The majority of authors (Hussein et al. 2009; Briancesco et al. 2010; Genc et al. 2013; Hashemi-Shahraki et al. 2013; Khosravi et al. 2016) used membrane filtration followed by decontamination with CPC. Shin et al. (2007) used 1% sodium hydroxide as decontaminant with the centrifugation method. Sartori et al. (2013) used 4% sulfuric acid as decontaminant with membrane filtration. Furthermore, it should be mentioned that classification of NTM to the species level by conventional methods is time consuming, and sometimes leads to incorrect results. Therefore, molecular techniques such as DNA sequencing and PRA have been developed to address this challenge, especially use of the hsp65, 16S rRNA, and rpoB genes (Telenti et al. 1993; Domenech et al. 1994; Lee et al. 2000). The 32 KDa protein gene (Soini & Viljanen 1997), dnaj gene (Takewaki et al. 1994), superoxide dismutase gene (Zolg & Philippi-Schulz 1994), secA1 gene (Zelazny et al. 2005), and the ITS of the 16S-23S rRNA gene (Roth et al. 1998) are other target genes for the identification of mycobacteria by PCR-based sequencing.

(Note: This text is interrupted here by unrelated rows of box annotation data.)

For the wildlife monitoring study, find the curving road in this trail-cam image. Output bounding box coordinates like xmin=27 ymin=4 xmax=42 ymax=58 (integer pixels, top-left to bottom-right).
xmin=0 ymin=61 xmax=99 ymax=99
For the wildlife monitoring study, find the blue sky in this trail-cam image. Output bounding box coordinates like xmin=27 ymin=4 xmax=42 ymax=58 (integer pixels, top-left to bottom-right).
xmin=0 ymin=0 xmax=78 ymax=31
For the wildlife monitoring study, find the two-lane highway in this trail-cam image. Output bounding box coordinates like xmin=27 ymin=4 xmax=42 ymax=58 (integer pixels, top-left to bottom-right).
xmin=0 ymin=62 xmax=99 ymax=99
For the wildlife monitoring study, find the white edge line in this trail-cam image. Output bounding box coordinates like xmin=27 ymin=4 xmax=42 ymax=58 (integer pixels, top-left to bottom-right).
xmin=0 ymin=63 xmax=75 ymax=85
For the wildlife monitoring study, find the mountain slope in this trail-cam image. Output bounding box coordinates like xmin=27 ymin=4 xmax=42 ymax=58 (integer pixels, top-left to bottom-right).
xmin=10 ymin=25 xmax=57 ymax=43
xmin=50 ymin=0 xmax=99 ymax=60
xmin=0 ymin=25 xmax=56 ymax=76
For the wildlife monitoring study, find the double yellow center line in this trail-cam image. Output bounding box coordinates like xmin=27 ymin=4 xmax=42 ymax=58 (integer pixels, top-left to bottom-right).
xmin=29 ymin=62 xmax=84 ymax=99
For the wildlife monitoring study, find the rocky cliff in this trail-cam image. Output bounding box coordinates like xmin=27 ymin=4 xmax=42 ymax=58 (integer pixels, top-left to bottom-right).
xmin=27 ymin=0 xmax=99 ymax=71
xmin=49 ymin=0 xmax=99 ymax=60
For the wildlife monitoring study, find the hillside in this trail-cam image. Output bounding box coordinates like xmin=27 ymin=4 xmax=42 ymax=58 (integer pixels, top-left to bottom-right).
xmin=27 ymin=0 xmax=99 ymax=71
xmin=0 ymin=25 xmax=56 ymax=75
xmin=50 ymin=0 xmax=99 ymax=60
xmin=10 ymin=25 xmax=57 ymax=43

The majority of authors had used Telenti's PRA method (Telenti et al. 1993) for identification of NTM species. Another accurate technique for identification of NTM is sequence analysis of the hsp65 gene (Ringuet et al. 1999). The sequencing of this gene has been used successfully for differentiation of Mycobacterium species (Kim et al. 2005a). Escobar-Escamilla et al. (2014) concluded that the hsp65 gene sequencing is a better identification tool for differentiation of Mycobacterium species and is useful to complement diagnosis of NTM. These authors used the hsp65 sequence analysis to recognize 10% of the isolates that were not identified by PRA.

All results were presented to infection control committees and to the head of development committees to raise awareness of the risk of NTM for BMT patients. This survey showed a high risk of NTM infections in the study area and there needs to be awareness about the risk of these infections for BMT patients. Therefore doctors have to consider these infections and hospital managers have to improve water quality and screening systems before establishing new transplantation wards in their hospitals.

The prevalence of NTM in Tabriz hospital waters compared with several other investigations was high (63.3% in contrast to 20.6% in Turkey, 29.8% and 48% in Iran, 42.4% and 57% in Germany). The results of this study indicate that in water disinfection strategies, NTM should be considered as part of the normal microbiological flora in hospital water distribution systems. This indicates that immunocompromised patients, transplant recipients, and patients with leukemia and neutropenia at Tabriz hospitals are at risk of contamination, which calls for more effective water disinfection procedures. Therefore, we recommend that the water used for these patients be filtered. For prevention of probable NTM diseases in immunocompromised patients, antimicrobial prophylaxis is recommended. Also, the results of several studies show that distribution and frequency of NTM species in various geographical areas is different. Moreover, partial sequence analysis of 16S rRNA gene alone is not sufficient for the identification of NTM species. The analysis of more than one gene can be an effective way for differentiation between closely related species. In this regard, our study showed that sequence analysis of the hsp65 gene is an accurate, reliable, and useful means of identification of NTM.

The present study was a research project in TUOMS. The authors are grateful to the office of vice-chancellor for research at TUOMS for support of the current study (Project Number: 931105).